Jack's Medical 'Dream Team'

Eghtesady, who emigrated from Iran, teamed up with Dr. Stuart Sweet, medical director of the pediatric lung transplant program at St. Louis Children's Hospital.

Jack had the dream team on his side.

The two award-winning surgeons corrected his hypoplastic left heart syndrome, which means the left side of the heart cannot pump oxygen-rich blood to the body properly.

His condition was so rare that, according to the Center for Disease Control and Prevention, it only occurs in less than one thousand babies each year.

In a recent Facebook post, Tiffany is cautiously optimistic, telling followers, “Just remember, Jack is not cured. Like we said before, we traded in one set of problems for another.”

Little Jack was given that name because, "We wanted a good strong name, and we felt like Jack was it," dad, Chuck Palmer, told the Kansas City Star.
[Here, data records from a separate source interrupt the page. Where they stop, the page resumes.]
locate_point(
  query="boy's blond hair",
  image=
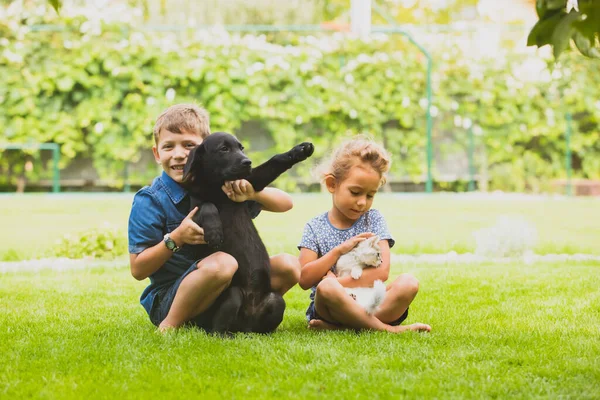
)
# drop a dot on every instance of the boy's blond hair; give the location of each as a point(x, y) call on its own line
point(359, 150)
point(183, 117)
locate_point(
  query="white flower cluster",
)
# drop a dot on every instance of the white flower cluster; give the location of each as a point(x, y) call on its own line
point(512, 236)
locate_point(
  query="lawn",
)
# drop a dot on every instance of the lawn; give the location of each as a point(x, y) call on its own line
point(499, 330)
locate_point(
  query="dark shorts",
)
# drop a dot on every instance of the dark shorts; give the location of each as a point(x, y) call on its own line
point(312, 313)
point(164, 300)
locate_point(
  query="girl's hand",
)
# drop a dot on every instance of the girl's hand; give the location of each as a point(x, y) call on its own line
point(329, 274)
point(352, 242)
point(238, 191)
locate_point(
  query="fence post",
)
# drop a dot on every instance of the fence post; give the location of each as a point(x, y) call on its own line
point(568, 160)
point(471, 187)
point(126, 185)
point(56, 170)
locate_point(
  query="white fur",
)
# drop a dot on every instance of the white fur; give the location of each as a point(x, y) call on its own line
point(366, 254)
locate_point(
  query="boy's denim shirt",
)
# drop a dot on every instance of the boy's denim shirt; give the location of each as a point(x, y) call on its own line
point(156, 210)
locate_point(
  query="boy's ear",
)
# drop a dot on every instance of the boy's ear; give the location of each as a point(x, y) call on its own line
point(330, 183)
point(193, 163)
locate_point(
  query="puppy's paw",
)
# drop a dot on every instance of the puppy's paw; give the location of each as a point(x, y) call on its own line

And he is living up to that name by defying all of the odds. Jack Liam Palmer has a long road ahead of him, but with the love of his parents and his 2-year-old brother, Max, and 11-year-old sister, Allison – he can make it.

In the weeks leading up to the life-saving surgery, Tiffany recalled Jack’s milestone, telling the Kansas City Star, “His firsts mean so much in multiple ways." 

"He wasn’t even supposed to be here, so each day is truly a blessing," she said. "Getting to hear him cry, getting to hold him, to give him a bath – every day is just a blessing.”